In light of its concerns, Sussex Police is calling for the bar to have its operating hours cut from 2am to midnight (Thursdays to Saturdays).
It is also calling for a number of additional conditions to placed on the licence, including an improved CCTV system, a requirement for door staff from 9pm and a zero tolerance drugs policy where staff will call police whenever drugs use is detected.
As well as this, the bar also wants the council to agree to the removal of the bar’s Designated Premises Supervisor (DPS) Alan Naylor, with his replacement to be agreed in consultation with Sussex Police.
However, Mr Naylor resigned from his position in February, prior to the current application. Council papers do not have a current DPS listed.
Mr Naylor – together with his brother Michael Naylor – also operates The Pig’s Palace in White Rock and Tintin’s in Robertson Terrace through a business known as Innovate Leisure Limited.
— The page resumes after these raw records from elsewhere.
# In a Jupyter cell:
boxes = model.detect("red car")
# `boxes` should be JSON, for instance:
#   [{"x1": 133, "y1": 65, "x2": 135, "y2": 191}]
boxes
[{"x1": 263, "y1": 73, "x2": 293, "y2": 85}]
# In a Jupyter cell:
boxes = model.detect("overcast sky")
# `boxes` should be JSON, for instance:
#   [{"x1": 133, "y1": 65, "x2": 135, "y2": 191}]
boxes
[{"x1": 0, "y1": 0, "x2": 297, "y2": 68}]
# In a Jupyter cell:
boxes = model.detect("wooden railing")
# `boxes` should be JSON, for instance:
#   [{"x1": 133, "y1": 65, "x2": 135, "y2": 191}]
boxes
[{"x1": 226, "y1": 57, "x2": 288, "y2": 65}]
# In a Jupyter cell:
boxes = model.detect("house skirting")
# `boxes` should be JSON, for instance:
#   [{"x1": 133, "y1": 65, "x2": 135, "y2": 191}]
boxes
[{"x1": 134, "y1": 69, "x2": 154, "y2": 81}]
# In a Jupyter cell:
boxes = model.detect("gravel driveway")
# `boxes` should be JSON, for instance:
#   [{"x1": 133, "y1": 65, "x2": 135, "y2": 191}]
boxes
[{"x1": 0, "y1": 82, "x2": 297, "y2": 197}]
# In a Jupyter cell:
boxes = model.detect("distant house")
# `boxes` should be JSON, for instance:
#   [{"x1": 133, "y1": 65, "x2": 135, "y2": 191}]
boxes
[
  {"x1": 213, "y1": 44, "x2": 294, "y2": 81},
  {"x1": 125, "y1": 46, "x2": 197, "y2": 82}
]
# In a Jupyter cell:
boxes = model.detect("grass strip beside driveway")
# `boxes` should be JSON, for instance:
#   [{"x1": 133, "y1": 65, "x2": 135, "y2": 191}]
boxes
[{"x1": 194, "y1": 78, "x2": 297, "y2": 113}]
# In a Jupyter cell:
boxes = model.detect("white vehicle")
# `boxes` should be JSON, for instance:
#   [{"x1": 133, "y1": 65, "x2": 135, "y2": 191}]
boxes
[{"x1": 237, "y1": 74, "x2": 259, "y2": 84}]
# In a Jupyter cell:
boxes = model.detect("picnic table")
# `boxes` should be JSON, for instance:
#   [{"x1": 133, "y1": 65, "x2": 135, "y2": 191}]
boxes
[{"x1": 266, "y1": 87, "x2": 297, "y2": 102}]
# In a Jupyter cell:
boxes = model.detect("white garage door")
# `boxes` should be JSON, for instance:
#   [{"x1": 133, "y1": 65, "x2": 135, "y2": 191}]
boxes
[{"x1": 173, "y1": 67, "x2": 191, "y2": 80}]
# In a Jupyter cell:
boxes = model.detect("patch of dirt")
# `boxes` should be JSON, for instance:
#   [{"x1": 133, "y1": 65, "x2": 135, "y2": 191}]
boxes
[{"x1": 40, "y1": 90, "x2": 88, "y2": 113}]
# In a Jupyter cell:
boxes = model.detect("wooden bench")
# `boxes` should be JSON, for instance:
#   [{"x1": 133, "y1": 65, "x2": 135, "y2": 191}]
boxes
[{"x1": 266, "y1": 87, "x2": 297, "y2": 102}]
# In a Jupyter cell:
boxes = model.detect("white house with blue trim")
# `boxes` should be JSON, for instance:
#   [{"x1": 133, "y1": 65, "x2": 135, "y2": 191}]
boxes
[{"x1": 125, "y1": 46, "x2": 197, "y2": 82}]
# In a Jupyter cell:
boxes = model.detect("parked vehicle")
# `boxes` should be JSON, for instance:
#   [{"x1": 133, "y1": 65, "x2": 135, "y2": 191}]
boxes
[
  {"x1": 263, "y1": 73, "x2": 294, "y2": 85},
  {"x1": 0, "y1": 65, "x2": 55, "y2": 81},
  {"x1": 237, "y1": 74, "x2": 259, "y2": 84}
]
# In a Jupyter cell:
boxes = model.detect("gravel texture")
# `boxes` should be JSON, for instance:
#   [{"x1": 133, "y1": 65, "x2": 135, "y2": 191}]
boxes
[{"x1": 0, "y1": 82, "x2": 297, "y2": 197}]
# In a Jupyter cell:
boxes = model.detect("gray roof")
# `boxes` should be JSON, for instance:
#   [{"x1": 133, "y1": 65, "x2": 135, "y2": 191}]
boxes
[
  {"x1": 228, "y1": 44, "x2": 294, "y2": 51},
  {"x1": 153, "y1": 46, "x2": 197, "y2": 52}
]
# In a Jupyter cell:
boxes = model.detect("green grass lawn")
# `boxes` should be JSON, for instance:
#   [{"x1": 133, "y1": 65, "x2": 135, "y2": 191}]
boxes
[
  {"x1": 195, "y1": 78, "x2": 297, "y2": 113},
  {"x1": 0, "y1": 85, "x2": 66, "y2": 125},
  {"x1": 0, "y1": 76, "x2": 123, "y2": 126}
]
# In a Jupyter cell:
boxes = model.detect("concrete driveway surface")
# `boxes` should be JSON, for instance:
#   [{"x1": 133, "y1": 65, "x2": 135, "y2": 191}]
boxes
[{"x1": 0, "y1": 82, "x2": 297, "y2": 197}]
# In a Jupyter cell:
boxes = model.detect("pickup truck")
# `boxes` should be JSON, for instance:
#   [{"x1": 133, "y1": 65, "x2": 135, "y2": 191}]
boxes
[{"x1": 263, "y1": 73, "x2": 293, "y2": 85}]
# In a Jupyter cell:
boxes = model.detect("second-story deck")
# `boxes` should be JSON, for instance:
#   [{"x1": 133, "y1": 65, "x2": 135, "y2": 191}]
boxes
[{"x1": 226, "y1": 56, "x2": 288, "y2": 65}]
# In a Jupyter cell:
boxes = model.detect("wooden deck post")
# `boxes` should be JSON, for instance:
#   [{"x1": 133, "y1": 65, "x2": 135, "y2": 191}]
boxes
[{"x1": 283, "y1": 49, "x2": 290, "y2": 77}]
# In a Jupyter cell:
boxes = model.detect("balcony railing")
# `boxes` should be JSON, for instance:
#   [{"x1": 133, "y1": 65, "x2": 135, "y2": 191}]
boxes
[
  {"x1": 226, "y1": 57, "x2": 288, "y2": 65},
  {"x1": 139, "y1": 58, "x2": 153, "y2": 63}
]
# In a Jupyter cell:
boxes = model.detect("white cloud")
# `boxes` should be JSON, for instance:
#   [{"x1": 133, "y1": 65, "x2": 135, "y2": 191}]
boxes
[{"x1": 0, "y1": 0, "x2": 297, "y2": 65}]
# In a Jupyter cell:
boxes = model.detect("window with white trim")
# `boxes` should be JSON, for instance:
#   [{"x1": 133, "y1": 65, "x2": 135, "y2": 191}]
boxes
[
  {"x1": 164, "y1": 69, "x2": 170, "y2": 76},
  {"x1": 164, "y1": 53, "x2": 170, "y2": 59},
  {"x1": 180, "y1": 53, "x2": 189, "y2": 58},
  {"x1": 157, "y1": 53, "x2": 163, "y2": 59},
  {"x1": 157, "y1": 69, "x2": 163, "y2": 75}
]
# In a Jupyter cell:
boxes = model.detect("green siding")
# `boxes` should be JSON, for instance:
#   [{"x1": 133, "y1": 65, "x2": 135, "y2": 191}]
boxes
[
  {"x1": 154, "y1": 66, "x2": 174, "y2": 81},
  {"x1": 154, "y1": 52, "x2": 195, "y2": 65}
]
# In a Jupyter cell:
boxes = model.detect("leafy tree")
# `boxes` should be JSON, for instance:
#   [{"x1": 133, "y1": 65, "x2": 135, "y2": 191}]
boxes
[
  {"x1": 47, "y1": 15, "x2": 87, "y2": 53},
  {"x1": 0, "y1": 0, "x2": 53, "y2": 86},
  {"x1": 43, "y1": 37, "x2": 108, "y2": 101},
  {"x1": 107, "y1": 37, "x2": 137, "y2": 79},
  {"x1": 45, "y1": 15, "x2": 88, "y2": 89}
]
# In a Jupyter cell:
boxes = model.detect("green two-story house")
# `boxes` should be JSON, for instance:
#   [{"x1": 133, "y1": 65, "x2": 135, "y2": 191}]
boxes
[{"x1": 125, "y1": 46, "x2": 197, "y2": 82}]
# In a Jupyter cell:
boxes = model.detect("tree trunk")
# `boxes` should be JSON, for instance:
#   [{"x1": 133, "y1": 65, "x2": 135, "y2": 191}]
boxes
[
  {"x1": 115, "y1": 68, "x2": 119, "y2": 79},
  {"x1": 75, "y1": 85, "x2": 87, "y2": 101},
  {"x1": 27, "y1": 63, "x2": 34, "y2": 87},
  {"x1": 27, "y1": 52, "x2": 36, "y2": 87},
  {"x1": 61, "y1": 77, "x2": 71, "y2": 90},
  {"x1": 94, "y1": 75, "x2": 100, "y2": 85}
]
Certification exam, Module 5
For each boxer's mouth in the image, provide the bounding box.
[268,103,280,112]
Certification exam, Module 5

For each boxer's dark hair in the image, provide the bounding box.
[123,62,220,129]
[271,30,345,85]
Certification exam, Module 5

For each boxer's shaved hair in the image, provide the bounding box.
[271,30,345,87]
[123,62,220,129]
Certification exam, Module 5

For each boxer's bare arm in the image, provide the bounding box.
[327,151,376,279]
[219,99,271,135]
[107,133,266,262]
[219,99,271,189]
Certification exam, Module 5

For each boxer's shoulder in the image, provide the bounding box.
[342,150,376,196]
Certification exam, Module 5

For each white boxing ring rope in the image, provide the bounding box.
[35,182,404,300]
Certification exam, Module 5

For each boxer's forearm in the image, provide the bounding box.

A legal representative for the bar said: “Innovate Leisure have made successful efforts to address anti-social behaviour and drug use at the premises during their tenure and we shall expand on these matters during our presentation to the committee in due course.
“During the current public health emergency, Innovate Leisure have implemented numerous policies to promote social distancing requirements and have, when appropriate, closed the premises early rather than allow members of the public to congregate around the premises.
“Innovate Leisure deny that the premises have been mismanaged or that a reduction of hours would be a reasonable or proportionate response to the evidence submitted.”
Representatives of the business also say the premises’ CCTV system has been upgraded during lockdown and that many of the other policies requested by police have also been put in place already.
As a result, the business argues that any suspension would be unnecessary and disproportionate.
The licensing review application is the second to be lodged by Sussex Police over the past 12 months, with the first application being withdrawn. It was between the first application being withdrawn and the second application being lodged that Mr Naylor resigned from his post.